The Horrors – Trial by fire
Nouveau single clipé pour The Horrors qui nous font attendre le 21 mars prochain pour découvrir leur nouvel album Night Life à paraître chez Fiction Records. Halloween vient de passer mais The Horrors demeure. Le line up évolue un peu. Si Faris Badwan, Rhys Webb et Joshua Hayward sont toujours là, il faut désormais comptabiliser Amelia Kidd et Jordan Cook dans les rangs.
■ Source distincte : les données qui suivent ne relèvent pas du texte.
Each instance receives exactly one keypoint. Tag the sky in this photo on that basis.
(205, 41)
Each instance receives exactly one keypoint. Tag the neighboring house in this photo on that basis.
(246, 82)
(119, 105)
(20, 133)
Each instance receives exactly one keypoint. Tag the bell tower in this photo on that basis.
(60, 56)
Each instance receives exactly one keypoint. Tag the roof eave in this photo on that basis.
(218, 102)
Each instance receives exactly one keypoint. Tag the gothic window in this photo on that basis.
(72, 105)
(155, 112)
Trial by fire s’offre un clip tout au ralenti non moins dopé à une énergie très ancrée dans la mouvance post-punk, The Horrors imaginent une espèce de groupement nocturne très graphique. Après une introduction énigmatique, défilent ainsi des silhouettes dont l’une au pied relié à une corde que l’on voyait déjà en ouverture. Le morceau gagne en puissance crescendo, peu à peu ce groupement pourrait faire penser à un soulèvement silencieux. Que viennent-ils demander ? Mystère planant, on vous laisse découvrir !
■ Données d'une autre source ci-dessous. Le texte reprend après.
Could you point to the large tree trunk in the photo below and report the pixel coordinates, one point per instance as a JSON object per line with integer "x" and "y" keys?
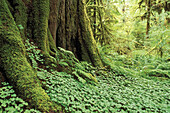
{"x": 15, "y": 65}
{"x": 65, "y": 21}
{"x": 72, "y": 30}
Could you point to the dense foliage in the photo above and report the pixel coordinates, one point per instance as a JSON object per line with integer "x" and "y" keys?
{"x": 118, "y": 89}
{"x": 136, "y": 72}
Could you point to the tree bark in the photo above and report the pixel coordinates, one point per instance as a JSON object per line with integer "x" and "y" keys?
{"x": 70, "y": 31}
{"x": 148, "y": 17}
{"x": 15, "y": 65}
{"x": 42, "y": 21}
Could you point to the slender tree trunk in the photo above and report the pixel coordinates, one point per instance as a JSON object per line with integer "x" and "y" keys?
{"x": 42, "y": 21}
{"x": 95, "y": 19}
{"x": 148, "y": 17}
{"x": 15, "y": 65}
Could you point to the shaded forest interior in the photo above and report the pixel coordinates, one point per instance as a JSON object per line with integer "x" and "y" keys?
{"x": 84, "y": 56}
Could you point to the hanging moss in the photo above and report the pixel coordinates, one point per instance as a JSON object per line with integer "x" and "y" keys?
{"x": 87, "y": 36}
{"x": 40, "y": 22}
{"x": 20, "y": 16}
{"x": 17, "y": 69}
Sylvie Kreusch – Daddy’s Selling Wine in a Burning House
Après le néo-western à la Paris, Texas d’Hocus Pocus,Sylvie Kreusch dévoile Daddy’s Selling Wine In A Burning House, un clip où l’esthétique sombre de Sin City se marie à une photographie veloutée façon Mulholland Drive. Sous l’œil du réalisateur belge Lennert Madou, Sylvie Kreusch devient une héroïne de dystopie urbaine, déambulant d’un pas certain dans un clair-obscur futuriste, avec une dégaine à mi-chemin entre Nick Cave et Marlène Dietrich.
Extrait de son prochain album Comic Trip, le morceau accompagne une course sans fin dans une roue géante, tournant mécaniquement à travers crépuscule, neige et soleil brûlant. Silhouette intimidante et intrépide, juchée sur des talons vertigineux, Sylvie Kreusch brave les éléments, chaque pas frappant le sol avec une intensité viscérale. Une quête éternelle dans un décor glacé et mystérieux, qui se laisse apprécier pendant ces trop courtes 4 minutes 39.
En bref : un énième avant-goût esthétique, qui pique notre curiosité pour l’album, et nous fait déjà trépigner d’impatience.